Back in November I wrote about an unintentional chain split on the Ethereum network caused by a collection of clients that had not applied critical security updates. We followed this up with a call for a Long Term Service (LTS) release of Geth, even offering to maintain the branch ourselves. Unfortunately, the Geth team has refused to support any kind of LTS release.

The Geth team’s position comes from a concern that announcing security vulnerabilities highlights them for attackers, potentially inviting attackers to exploit those vulnerabilities faster than nodes on the network can upgrade to mitigate the risk. They worry that even by merging security fixes into a support branch, they would be highlighting potential attack vectors that a savvy attacker could exploit before most of the network has a chance to apply the patch.

Vulnerability Lifecycle Modeling

In 2010, I wrote my master’s thesis on vulnerability life-cycle modeling, exploring in great detail the concepts that are relevant to this question today. There are two key variables that are fundamental to the decision of how to handle patch distribution:

Defining "Critical Mass of Nodes"

Above, we defined tpatch as the time it takes the network to reach a critical mass of nodes that have applied the patch, but “critical mass of nodes” is not an easily defined term. When Infura had a nearly 5 hour outage and many, many applications became unavailable, much of the community would have argued that texploit < tpatch. When major service providers are impacted, that impacts the health of the community even if the network of nodes is mostly unaffected.

On the other hand, if your primary concern is avoiding major chain splits, then one can argue that having a majority of mining power and an abundance of nodes that have applied the patch constitutes a critical mass, even while major applications remain unpatched.

While we agree that avoiding major chain splits makes sense as a significant priority, as Ethereum reaches increasing levels of mass adoption, billions of dollars may be on the line for even relatively small segments of the network. Impacts of that magnitude are likely to draw the attention of government regulators, who will be more interested in financial impacts than technical arguments over the definition of “critical mass of nodes.”

When texploit < tpatch, the attacker is able to wreak havoc on the network by exploiting a vulnerability that is predominantly unpatched. When tpatch < texploit, the attacker is mostly ineffective, as their attack is ineffective against the patched nodes.

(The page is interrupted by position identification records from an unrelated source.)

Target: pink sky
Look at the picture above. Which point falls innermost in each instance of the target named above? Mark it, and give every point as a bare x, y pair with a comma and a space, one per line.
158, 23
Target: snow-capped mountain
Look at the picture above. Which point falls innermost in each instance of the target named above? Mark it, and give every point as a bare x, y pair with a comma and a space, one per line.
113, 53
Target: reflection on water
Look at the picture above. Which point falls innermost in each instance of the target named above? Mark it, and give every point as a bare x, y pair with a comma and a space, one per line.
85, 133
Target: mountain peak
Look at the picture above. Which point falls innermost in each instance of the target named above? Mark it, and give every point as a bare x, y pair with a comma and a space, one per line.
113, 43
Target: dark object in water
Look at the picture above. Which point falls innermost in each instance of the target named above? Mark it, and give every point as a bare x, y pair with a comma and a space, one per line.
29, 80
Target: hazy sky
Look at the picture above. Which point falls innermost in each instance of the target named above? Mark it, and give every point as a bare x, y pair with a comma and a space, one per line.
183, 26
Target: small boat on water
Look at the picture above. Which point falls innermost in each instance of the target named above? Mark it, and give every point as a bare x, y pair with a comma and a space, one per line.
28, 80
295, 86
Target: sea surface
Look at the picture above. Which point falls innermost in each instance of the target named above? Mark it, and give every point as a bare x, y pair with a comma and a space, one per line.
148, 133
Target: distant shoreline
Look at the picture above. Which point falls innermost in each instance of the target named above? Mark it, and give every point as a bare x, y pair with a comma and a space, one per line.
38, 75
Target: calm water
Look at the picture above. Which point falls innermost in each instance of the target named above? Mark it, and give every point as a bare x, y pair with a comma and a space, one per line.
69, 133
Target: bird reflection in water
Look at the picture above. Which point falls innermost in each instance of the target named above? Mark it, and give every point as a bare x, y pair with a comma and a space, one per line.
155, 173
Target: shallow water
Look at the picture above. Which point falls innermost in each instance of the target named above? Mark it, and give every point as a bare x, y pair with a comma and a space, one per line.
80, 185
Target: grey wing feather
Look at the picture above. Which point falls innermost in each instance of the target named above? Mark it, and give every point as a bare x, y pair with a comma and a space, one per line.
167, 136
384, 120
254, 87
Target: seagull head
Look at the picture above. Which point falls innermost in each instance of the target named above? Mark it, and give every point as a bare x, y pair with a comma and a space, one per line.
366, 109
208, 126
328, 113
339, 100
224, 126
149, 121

From here, making decisions on release processes can be couched in terms of their impact to these two variables. Ideal actions would increase texploit while decreasing tpatch. Actions that decrease texploit while increasing tpatch pose serious risks. Actions that move texploit and tpatch in the same direction should consider the scale of each of these moves.

Geth’s Current Approach

Considered in the framework of this vulnerability lifecycle model, the Geth team’s concerns are not entirely without merit. Certainly, making a full vulnerability disclosure the instant an update is made available will exert more downward pressure on texploit than it does on tpatch. Even if node operators are going to apply updates “quickly”, Ethereum operates around the planet, and it’s likely that ⅓ of node operators are asleep at the moment of the release. The vulnerability disclosure might spur some node operators to apply updates on an accelerated schedule, but if a vulnerability disclosure spells out an attack in detail, an attack could quite plausibly be executed before many node operators are even awake to react.

The Geth team’s current approach of not announcing vulnerabilities immediately, combined with silently mixing security fixes in with new features and optimizations, succeeds at putting upward pressure on texploit—as potential attackers have to dig through large code updates (which may or may not include security fixes at all) before they can even begin to develop an exploit.

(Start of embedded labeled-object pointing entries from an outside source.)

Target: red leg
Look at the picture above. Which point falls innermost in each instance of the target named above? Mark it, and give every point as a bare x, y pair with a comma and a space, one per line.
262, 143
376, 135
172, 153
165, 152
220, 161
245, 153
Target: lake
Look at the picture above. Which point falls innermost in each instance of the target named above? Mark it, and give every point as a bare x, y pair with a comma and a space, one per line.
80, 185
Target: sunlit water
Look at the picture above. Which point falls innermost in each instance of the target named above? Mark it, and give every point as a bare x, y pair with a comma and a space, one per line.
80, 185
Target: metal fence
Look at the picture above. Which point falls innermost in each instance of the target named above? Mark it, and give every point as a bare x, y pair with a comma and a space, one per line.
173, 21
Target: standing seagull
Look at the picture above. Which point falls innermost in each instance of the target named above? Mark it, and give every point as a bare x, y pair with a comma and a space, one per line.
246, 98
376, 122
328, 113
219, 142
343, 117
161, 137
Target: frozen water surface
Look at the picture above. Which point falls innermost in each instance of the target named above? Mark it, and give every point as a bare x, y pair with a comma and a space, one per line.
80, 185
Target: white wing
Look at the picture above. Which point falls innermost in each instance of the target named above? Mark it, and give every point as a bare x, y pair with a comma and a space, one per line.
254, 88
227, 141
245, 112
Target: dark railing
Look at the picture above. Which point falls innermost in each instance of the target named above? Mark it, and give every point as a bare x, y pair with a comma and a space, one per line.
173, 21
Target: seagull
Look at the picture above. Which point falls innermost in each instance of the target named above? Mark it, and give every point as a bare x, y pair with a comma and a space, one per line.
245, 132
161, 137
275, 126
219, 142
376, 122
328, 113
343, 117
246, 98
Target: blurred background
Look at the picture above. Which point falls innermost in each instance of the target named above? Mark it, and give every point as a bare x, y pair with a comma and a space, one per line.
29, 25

Unfortunately it also puts significant upward pressure on tpatch, as organizations that run nodes must go through rigorous testing cycles (and sometimes development cycles) to make sure the new features don’t break anything in the downstream application (and update the application when they do). Depending on how you view the “critical mass” component of tpatch, the November Infura outage is a datapoint that puts tpatch on a scale of many months.

The LTS Approach

Having an LTS branch of Geth would put downward pressure on both texploit (which is bad) and tpatch (which is good).

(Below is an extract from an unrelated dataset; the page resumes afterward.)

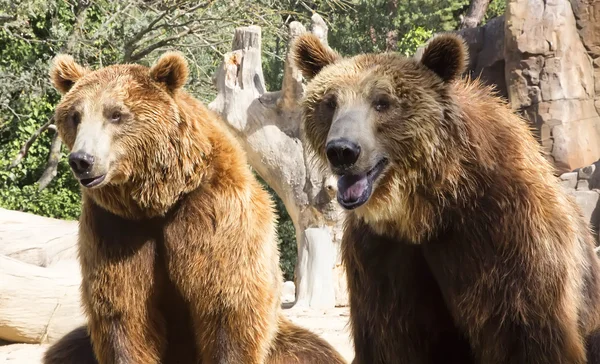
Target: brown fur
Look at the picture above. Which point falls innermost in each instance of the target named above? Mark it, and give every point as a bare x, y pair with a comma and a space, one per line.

The downward pressure on texploit comes from a reduction in the number of commits an attacker would need to sift through to identify potential security issues. Rather than having to sift through a mix of features, optimizations, bug fixes, and critical security fixes, attackers following the LTS branch would only have to sift through bug fixes (which may not always be security related) and security fixes. They would still need to take time to determine whether a vulnerability exists and how to exploit it, which leaves more time for users to upgrade than making a vulnerability disclosure along with the release, but plausibly less time than if attackers must sift through a larger volume of code changes.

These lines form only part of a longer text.